Fragezeichen hinter der Zukunft des Trainergespanns

Apropos wir: Ob Harry Krause nach der abgelaufenen Saison weitermachen wird am Tannenberg, steht in den Sternen. Frank Stolte, der bislang die A-Jugend trainierte, hatte im OZ-Gespräch erklärt, dass er künftig zusammen mit Krause die Männer übernehmen werde. „Ganz ehrlich, das weiß ich noch nicht. Gesundheitlich bin ich nicht ganz fit, und von mir Zuhause bis zum Tannenberg sind es immer 80 Kilometer.

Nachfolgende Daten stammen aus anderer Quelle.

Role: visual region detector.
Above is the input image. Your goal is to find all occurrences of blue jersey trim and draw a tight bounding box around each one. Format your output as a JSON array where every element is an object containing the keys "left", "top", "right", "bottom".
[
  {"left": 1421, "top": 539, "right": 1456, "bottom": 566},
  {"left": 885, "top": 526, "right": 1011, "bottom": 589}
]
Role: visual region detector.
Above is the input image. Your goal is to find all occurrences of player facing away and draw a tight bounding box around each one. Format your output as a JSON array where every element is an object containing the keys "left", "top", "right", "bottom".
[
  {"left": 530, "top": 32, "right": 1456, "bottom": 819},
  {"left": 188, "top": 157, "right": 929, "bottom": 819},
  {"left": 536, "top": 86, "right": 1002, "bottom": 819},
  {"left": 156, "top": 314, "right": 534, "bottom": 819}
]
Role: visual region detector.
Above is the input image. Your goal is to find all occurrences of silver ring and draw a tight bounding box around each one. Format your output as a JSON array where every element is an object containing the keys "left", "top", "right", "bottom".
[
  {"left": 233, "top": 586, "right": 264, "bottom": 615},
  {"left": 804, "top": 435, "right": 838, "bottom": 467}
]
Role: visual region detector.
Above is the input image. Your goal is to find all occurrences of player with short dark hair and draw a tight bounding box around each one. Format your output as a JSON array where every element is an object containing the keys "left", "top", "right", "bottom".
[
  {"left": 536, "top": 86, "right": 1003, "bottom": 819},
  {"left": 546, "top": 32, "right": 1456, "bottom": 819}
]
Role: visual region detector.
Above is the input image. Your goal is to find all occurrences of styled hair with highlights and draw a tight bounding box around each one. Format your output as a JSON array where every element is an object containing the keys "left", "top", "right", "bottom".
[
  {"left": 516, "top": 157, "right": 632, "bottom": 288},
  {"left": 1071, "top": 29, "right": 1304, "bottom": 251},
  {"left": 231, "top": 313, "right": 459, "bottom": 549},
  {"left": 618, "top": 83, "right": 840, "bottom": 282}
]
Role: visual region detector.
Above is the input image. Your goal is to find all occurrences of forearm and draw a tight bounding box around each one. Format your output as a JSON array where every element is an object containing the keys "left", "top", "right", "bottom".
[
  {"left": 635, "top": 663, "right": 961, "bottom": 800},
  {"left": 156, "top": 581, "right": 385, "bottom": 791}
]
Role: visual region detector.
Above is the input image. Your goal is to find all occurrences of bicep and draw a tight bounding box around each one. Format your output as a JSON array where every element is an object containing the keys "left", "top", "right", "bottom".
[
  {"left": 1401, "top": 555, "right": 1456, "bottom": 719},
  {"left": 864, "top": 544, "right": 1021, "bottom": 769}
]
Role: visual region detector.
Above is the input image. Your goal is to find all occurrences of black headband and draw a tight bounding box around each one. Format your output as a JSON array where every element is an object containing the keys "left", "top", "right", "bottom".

Wie gesagt, da ist noch ein Fragezeichen.“

Kritik in Richtung Einheit Grevesmühlen

Kritisch sieht der 62-Jährige die Vereinsgründung von Einheit Grevesmühlen vor drei Jahren. „Man kann über viele Dinge unterschiedlicher Auffassung sein, aber ob man deshalb gleich einen neuen Verein gründen muss?“ Außerdem sei „Einheit“ der Name des ehemaligen und zudem sehr erfolgreichen Vereins, der in Grevesmühlen bis zur Wende bestand hatte. „Ich finde, und das ist meine Meinung, dass man nicht einfach so diesen Namen nehmen kann.“ Dass mittlerweile Nachwuchsspieler den GFC verlassen und bei Einheit trainieren, betrachtet Harry Krause ebenfalls mit Argwohn. „Hier wird seit vielen Jahren eine gute Nachwuchsarbeit geleistet, jetzt kommt jemand, der Kinder abwirbt, weil er keinen eigenen Nachwuchs hat. Das kann nicht funktionieren.“

Doch vorerst liegt das Augenmerk beim Grevesmühlener FC und den Männern. „Wenn die Mannschaft so zusammen bleibt, und die Mischung aus erfahrenen Spielern und den Jungs aus der A-Jugend sich vernünftig vorbereitet, dann muss diese Truppe höher spielen. Und wenn ich sehe, was an talentierten Spielern in den Nachwuchsgruppen darunter nachzieht, dann muss man sich keine Sorgen machen.“ Wichtig sei, dass der Verein eine klare Linie fahre.